Unless we get one of these products and it's a winner Apple shares are gonna suffer big time, over the next 10 days to 5 months... cause a little music player can only do so much(Just ask Sony, you can learn a lot from History)

I do think the Ipod/Itunes HiFi can be a killer system once it gets airtunes built in, we do need a slight rework on the remote, and I wish the could come up with something better then sticking the stinking ipod ontop like that I can' put it in my shelves since it's to tall with the ipod, but I understand the point with have to easy interchangability of plates.


"The 5th element is coming soon"  Steve Jobs  when asked about what's under the glass cube


----------



## moav (May 17, 2006)

> nless we get one of these products and it's a winner Apple shares are gonna suffer big time, over the next 10 days to 5 months... cause a little music player can only do so much(Just ask Sony, you can learn a lot from History)



well you were right about that...

well, your 5th element thing may come to avail, today or tomorrow with the grand opening. Didn't even realize the 5th and 5th regarding the cube and the dimensional aspects, timelines and product pie, so, then what is the the fifth piece of the pie then? 767 and 5th steve and his games.


----------



## fryke (May 17, 2006)

Are you now answering yourself to support conspiracy theories?

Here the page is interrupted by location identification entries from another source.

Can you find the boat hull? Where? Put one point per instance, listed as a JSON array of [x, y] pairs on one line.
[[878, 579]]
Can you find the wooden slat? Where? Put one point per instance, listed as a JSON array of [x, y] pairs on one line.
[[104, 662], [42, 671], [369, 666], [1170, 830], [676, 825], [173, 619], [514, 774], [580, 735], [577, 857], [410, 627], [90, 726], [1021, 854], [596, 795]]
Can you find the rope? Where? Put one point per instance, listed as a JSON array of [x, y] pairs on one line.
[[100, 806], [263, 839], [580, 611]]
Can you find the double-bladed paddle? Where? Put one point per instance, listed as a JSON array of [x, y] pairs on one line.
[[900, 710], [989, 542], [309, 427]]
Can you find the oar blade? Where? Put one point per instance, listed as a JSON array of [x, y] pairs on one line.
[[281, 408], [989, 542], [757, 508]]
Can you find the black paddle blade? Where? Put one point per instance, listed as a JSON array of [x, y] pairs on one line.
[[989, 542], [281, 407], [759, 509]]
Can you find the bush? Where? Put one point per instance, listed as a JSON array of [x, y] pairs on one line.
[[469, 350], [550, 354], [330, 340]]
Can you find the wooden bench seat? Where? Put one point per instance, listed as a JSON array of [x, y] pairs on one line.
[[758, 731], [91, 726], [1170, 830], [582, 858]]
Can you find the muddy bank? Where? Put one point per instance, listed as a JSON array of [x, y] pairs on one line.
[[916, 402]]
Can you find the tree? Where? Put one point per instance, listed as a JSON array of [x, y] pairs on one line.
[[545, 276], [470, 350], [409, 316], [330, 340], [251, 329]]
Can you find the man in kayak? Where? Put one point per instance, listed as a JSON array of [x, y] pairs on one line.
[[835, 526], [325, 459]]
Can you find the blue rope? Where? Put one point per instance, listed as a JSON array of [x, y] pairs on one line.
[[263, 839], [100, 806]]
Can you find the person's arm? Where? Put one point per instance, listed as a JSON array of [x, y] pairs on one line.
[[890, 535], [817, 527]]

Is a "moav" half a "mi5moav"? Or something like "The real mi5moav"?


----------



## MacGizmo (May 26, 2006)

iPod
iMac (both the globe and flat versions)
Laptops (both the 12 inch and 17 Powerbooks)
MacMini
iSight Camera
OSX
iLife apps
All their Pro apps

I dunno, I think Apple has been pretty busy


----------



## Giaguara (May 27, 2006)

moav and mi5moav, do you perhaps know each other in the real life?
It's amazing how many IP addresses you two share for posting.


----------